Background: Robots aid motor rehabilitation, but there has been limited attention to recovery of finger movements. This study evaluated robotic assistance during finger movement training. Functional MRI (fMRI) was acquired at baseline to understand predictors of treatment gains. Methods: Patients with chronic stroke underwent a baseline fMRI scan, alternating rest with affected-side finger movements similar to those made during robotic therapy. Next, subjects received therapy 3 hr/wk for 3 weeks using FINGER (Finger Individuating Grasp Exercise Robot), with which subjects moved their paretic index and middle fingers to play a musical game similar to GuitarHero. FINGER used an assistance-as-needed algorithm to facilitate completion of grasping movements, which increased sensory feedback without altering voluntary motor output.
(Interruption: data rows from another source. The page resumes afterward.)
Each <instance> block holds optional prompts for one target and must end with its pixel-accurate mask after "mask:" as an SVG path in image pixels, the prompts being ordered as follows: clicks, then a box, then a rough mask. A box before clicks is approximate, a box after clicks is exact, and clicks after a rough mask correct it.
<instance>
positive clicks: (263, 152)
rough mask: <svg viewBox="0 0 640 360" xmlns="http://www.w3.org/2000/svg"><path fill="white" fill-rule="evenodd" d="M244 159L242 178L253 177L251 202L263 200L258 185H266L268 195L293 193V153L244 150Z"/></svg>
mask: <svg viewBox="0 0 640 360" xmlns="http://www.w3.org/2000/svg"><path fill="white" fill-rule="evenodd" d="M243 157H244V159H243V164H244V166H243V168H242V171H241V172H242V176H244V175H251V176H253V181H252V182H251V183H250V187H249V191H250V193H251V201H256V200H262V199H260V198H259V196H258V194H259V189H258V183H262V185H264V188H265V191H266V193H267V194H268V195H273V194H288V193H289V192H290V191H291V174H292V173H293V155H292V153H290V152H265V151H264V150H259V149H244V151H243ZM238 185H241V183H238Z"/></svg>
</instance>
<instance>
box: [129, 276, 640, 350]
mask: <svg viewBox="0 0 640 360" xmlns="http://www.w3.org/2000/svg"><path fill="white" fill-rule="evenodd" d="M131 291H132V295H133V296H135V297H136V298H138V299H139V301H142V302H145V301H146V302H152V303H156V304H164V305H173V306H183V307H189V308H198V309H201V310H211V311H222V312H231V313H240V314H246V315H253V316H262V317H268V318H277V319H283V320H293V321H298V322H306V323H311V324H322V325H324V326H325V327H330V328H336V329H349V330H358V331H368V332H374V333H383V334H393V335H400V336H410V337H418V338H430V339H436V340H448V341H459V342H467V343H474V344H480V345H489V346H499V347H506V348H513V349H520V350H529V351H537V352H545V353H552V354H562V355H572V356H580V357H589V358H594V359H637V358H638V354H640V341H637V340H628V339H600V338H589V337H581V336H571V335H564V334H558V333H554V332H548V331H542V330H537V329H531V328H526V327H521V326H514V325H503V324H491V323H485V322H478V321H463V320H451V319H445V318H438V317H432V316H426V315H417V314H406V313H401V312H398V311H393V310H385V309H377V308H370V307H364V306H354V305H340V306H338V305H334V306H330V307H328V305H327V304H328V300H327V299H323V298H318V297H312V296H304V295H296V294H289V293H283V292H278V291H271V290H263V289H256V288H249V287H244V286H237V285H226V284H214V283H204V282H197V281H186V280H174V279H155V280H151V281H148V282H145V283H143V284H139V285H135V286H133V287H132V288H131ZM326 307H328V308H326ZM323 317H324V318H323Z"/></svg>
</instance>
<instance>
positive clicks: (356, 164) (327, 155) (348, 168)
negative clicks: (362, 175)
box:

Participants were randomized to receive High Assistance (to insure 85% success) or Low Assistance (55% success). Results: 30 subjects (mean age 58 yr; baseline Fugl-Meyer 46 out of 66; 37 mo post-stroke) completed the study. Significant gains were found in the primary outcome measure, change in Box & Blocks (B&B) score (23 to 25.5, p<0.0001). There was no difference between High and Low Assistance groups in the primary endpoint (p=0.65), though some secondary outcomes favored High Assistance. The fMRI scans found that greater treatment gains were associated with higher laterality index in primary sensory cortex, indicating greater boost in B&B score over time with higher pretreatment balance of activation towards ipsilesional rather than contralesional sensory cortex; laterality index in primary motor cortex lacked predictive value. Conclusions: Significant motor gains were found with a robotic device that targets finger movements. Sensory factors appear key: treatment content emphasized augmented sensory feedback, and the hemispheric balance of fMRI activation within sensory but not motor cortex predicted treatment gains. Together these findings suggest Hebbian rules of sensorimotor cortex plasticity during finger robotic therapy after stroke.